After several years working at the Vital Theater Company, a Manhattan group Stevens co-founded, she realized that the market for children’s theater in Manhattan was burgeoning and inadequately served.

“I would see these young kids come in and just really gain a perspective on the world from this art form, and I was like, ‘My God, there’s something here,’” she said. She decided that an independent children’s theater would have a lot of potential in the city.

Merrill, who had been directing Vital’s children’s program on a tight budget at the time, agreed. They formed Manhattan Children’s Theater in May of last year and rented a fourth-floor loft in Tribeca, a space then being used as an art gallery.

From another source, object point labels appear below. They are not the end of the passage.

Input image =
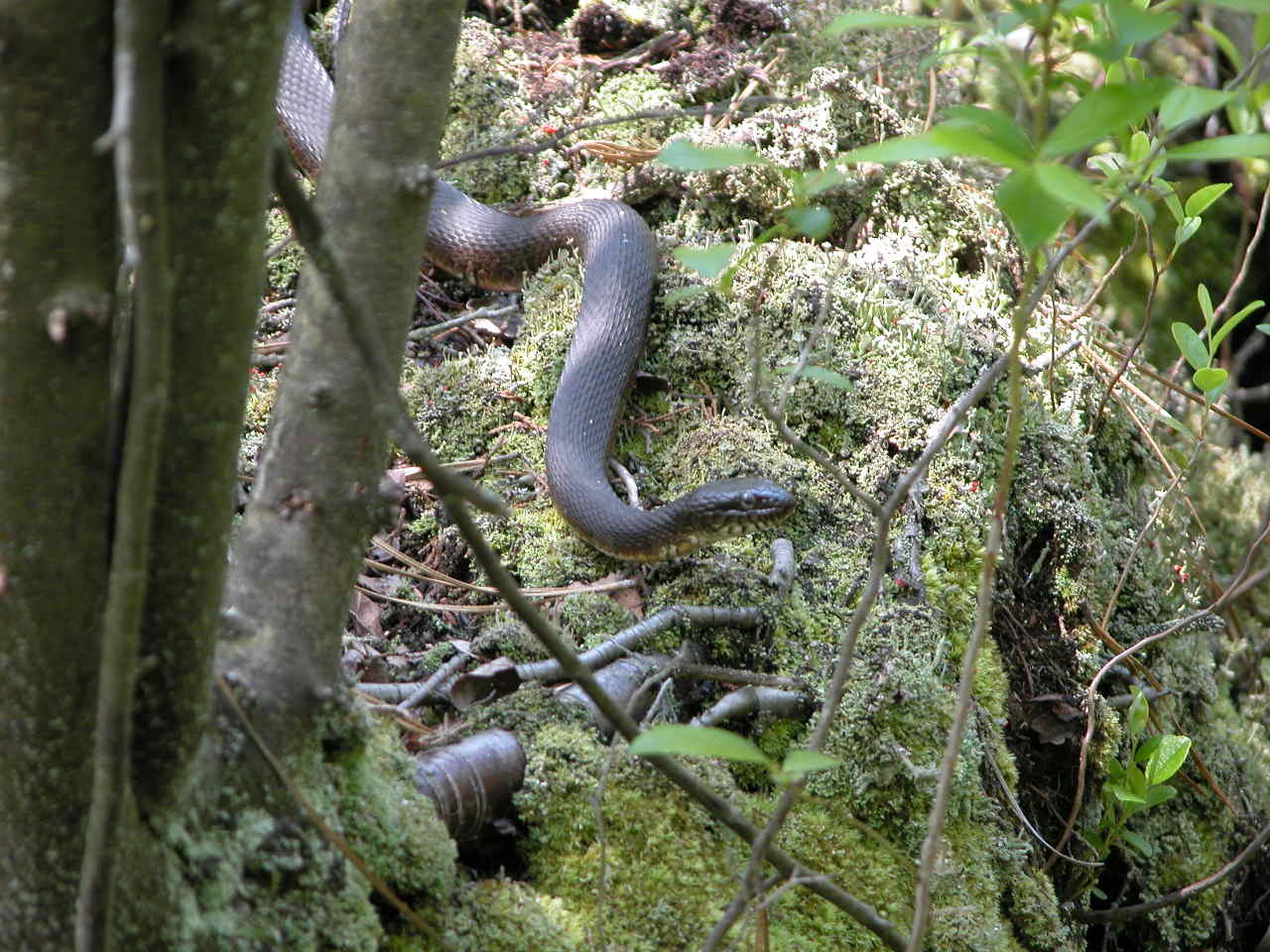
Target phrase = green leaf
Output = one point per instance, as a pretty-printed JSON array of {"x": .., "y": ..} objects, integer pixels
[
  {"x": 1070, "y": 186},
  {"x": 1102, "y": 113},
  {"x": 1138, "y": 710},
  {"x": 1137, "y": 842},
  {"x": 871, "y": 19},
  {"x": 821, "y": 375},
  {"x": 698, "y": 742},
  {"x": 1191, "y": 345},
  {"x": 688, "y": 294},
  {"x": 815, "y": 222},
  {"x": 1187, "y": 103},
  {"x": 1223, "y": 42},
  {"x": 1169, "y": 758},
  {"x": 1139, "y": 146},
  {"x": 961, "y": 140},
  {"x": 1175, "y": 207},
  {"x": 1137, "y": 780},
  {"x": 1223, "y": 149},
  {"x": 1134, "y": 26},
  {"x": 1203, "y": 197},
  {"x": 1127, "y": 796},
  {"x": 808, "y": 761},
  {"x": 1144, "y": 751},
  {"x": 706, "y": 262},
  {"x": 902, "y": 149},
  {"x": 683, "y": 155},
  {"x": 1210, "y": 381},
  {"x": 1246, "y": 5},
  {"x": 992, "y": 123},
  {"x": 1185, "y": 231},
  {"x": 1035, "y": 214},
  {"x": 1230, "y": 324},
  {"x": 1160, "y": 793}
]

“The fact that we could incorporate the company ‘Manhattan Children’s Theater’ in the year 2002 seems sort of funny, I mean how did someone not get that name?” said Stevens. “I think many companies see children’s theater as a means to an end for their adult productions. They take $300, paint some blocks and put black curtains over the adult’s set and throw on children’s theater.”

Several big-time production companies compete for the city’s youth market. But unlike their much larger, more established peers, Manhattan Children’s Theater employs local talent and doesn’t aspire to national touring.

“I haven’t found another children’s theater company that is producing here in New York with people in New York and wanting to keep it here,” Stevens said. “We don’t want to tour; we seriously want to be the theater of Manhattan for young audiences.”

Indeed, the theater’s first season proved surprisingly successful: more than 6,000 customers came through their doors. This enabled a rarity in non-profit theater work, a balanced budget. Fifty percent of that budget they earned through ticket sales alone. Thirty percent came from individual and corporate donors and grant money supports the remainder.

Even so, Stevens admits, “Money is a challenge. It will always be a challenge, especially with the rent we’re paying.”

Other difficulties abound. The apartment they use, which they rent from the Access Theater Company, presents a number of artistic dilemmas.

“That space itself is a very unique space,” said Christie Phillips, the art director. “It used to be a gallery. It’s got hardwood floors that we can’t nail into, plaster walls that we can’t screw into, we can’t hang anything from the ceiling, and big gorgeous windows that we sometimes have to cover up.”

But with those challenges come several advantages unique to theater for children. Simple demographics offer one: according the Department of City Planning, more than 200,000 children under 18 live in Manhattan alone. And, partly because the Manhattan Children’s Theater is clearly filling a need in the city, donations have been coming in generously and the incorporation process proved less painful than Merrill and Stevens had anticipated.

But beyond the prosaic benefits, children’s theater offers creative opportunities that are often elusive on the adult stage.

“I like to incorporate elements out of the ordinary—like music and dance,” said Merrill. “So children’s theater very much allows for that; you can be extremely imaginative.”

Phillips agreed. “Kids I think are willing to take a lot of those leaps with you that adults aren’t,” she said.

But that doesn’t necessarily mean they’re gullible. For instance, she explained, she constructed all the trees in “Goblin Market” using chicken-wire frames with strips of cloth woven through them.

“I think that for an adult, that’s not very literal, not very realistic, but I think kids definitely appreciate that kind of versatility of materials,” she said.